Heeding a call by opposition leader Alexei Navalny on his blog, about 55 activists from Ryazan and Moscow drove to Kasimov to urge its 33,000 residents to vote in upcoming city legislature elections. Suspicions are high that the elections are being used to place a high-ranking United Russia official in the Federation Council.
The official, Andrei Chesnakov, has not commented on the rumors, and former city legislature Speaker Yevgeny Gerasimov said a May decision to dissolve the body was meant to "reflect new political realities," according to RZN.info, a local news site. Gerasimov said the inauguration of President Vladimir Putin and election reforms to simplify the registration of political parties had compelled the legislature to "change with the times."
But activists hope to expose what they call a dirty trick and at the same time dislodge United Russia from its dominant role in the legislature, sending a signal that the powerful ruling party can be beat in free and fair elections.
Nominees for the Federation Council must be elected officials, a requirement that inspired a snap-election in St. Petersburg in August 2011. That election saw former Governor Valentina Matvienko elected to two district councils with more than 90 percent of the vote, according to official results.
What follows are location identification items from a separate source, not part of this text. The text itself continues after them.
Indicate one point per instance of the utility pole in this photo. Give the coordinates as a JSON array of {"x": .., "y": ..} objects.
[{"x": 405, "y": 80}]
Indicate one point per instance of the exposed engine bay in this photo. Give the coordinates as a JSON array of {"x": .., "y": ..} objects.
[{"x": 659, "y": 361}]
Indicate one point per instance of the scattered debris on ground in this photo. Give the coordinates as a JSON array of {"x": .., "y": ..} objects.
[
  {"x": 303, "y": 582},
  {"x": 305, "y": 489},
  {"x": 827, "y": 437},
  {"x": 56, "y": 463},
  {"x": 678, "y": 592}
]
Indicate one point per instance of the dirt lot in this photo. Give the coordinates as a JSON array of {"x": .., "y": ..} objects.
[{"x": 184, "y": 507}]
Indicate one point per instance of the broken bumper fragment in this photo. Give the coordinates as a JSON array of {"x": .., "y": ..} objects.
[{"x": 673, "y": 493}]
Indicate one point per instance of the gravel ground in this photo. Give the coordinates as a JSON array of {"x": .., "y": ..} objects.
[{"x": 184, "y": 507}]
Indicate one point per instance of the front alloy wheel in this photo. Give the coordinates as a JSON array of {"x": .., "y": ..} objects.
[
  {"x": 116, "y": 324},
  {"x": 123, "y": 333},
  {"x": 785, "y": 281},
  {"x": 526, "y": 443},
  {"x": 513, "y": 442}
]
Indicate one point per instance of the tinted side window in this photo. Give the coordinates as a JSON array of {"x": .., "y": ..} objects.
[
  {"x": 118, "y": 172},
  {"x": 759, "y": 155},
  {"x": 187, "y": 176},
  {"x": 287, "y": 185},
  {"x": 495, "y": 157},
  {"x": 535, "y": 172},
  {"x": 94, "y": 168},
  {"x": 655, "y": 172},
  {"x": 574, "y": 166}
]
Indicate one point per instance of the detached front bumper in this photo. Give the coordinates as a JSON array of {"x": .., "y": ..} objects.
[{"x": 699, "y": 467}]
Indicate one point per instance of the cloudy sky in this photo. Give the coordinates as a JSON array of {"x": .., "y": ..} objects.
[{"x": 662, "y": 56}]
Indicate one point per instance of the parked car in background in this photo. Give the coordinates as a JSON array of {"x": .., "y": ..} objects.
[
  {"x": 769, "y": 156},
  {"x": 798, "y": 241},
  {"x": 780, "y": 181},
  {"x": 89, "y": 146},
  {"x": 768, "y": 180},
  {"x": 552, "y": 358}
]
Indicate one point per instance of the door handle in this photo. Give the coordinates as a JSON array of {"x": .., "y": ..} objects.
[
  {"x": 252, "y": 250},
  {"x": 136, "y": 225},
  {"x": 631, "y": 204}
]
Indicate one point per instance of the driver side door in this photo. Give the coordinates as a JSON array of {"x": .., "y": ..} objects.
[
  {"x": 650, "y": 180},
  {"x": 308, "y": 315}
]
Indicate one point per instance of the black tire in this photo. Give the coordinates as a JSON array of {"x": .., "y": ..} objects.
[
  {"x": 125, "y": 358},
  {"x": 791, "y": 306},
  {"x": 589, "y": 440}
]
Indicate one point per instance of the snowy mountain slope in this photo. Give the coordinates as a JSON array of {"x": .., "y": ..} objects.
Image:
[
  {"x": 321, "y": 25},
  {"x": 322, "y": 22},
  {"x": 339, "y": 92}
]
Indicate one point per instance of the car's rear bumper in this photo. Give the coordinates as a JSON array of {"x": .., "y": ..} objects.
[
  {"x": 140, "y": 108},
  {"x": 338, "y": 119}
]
Later that month, she was appointed to the Federation Council, where she currently serves as speaker.
Chesnakov, No. 2 on United Russia's ticket in the July 22 elections in Kasimov, a town to which he had no prior links, is a virtual shoo-in for a vacant Federation Council seat.
"United Russia has done so many things wrong. If I had hair on my head, it would stand up and never come down," Sergei Kochetkov, 47, an opposition activist from Moscow, told a resident as he and the others went door-to-door, distributing fliers reminding locals to vote.
They also handed out anti-United Russia fliers, including one designed to look like a leaflet from the ruling party and linking utility prices to support for the party.
"If turnout is less than 25 percent, they can scare and steal their way into a majority," Kochetkov told a blind man sitting on a stoop beside a sleeping cat. "Observers from Moscow will make sure the vote isn't rigged."
The locals greeted activist Kochetkov with a smile and often an anti-government rant. None said they were voting for United Russia, and only one said he was voting for the Liberal Democratic Party.
Police were ever-present in the city center, which was otherwise filled with wedding party after wedding party. "Saturday is wedding day," a local woman said, explaining why there was nowhere to eat in the city's rundown center.
Fliers spotted on and around crumbling apartment blocks showed that agitators from the Liberal Democratic Party and Yabloko had also been making the rounds, but aside from a bored teenage girl taking cover from the sun in a blue LDPR tent, none of them were encountered.
One group of opposition activists said they ran into pro-Kremlin youths handing out a flier that compared opposition leaders to performers in a circus led by "artistic director" U.S. Ambassador Michael McFaul.
Three opposition activists were briefly detained for "illegally" pasting fliers to buildings, a charge that carries a fine of up to 1,000 rubles.
Activist Nikolai Levshchits, who helped organize the day under the aegis of Navalny's "Good Truth Machine," said it was a miracle that Saturday's 4-hour trip from Moscow took place at all, given that opposition attention and resources are tied up on Krymsk flood relief.
"It could have been better organized," he said. "Activists could have been better trained in what to say. But it's quite obvious that these trips can be very effective."
The trip could also serve as a dry-run for a gubernatorial election scheduled in the Ryazan region in October.
United Russia won 49 percent of the votes in the Kasimov region in the Duma elections in December, a figure that is similar to its nationwide haul.
But conversations with more than a dozen locals revealed seething anger toward the ruling party that appeared to be much more widespread than the election results would suggest. The grievances were many — corruption, education, health care, pensions, jobs — as was a sense that ordinary people were powerless to address them, including through elections.
Svetlana, a 72-year-old pensioner, said her 6,000 rubles ($185) per month pension wasn't enough to support herself and four young grandchildren after her son was injured in an accident.
Nevertheless, she said she wasn't sure she would vote because, like many locals, she believes all politicians are crooks and thieves.
"There are black dogs, and there are brown dogs. But they all have the same doggy soul," she said.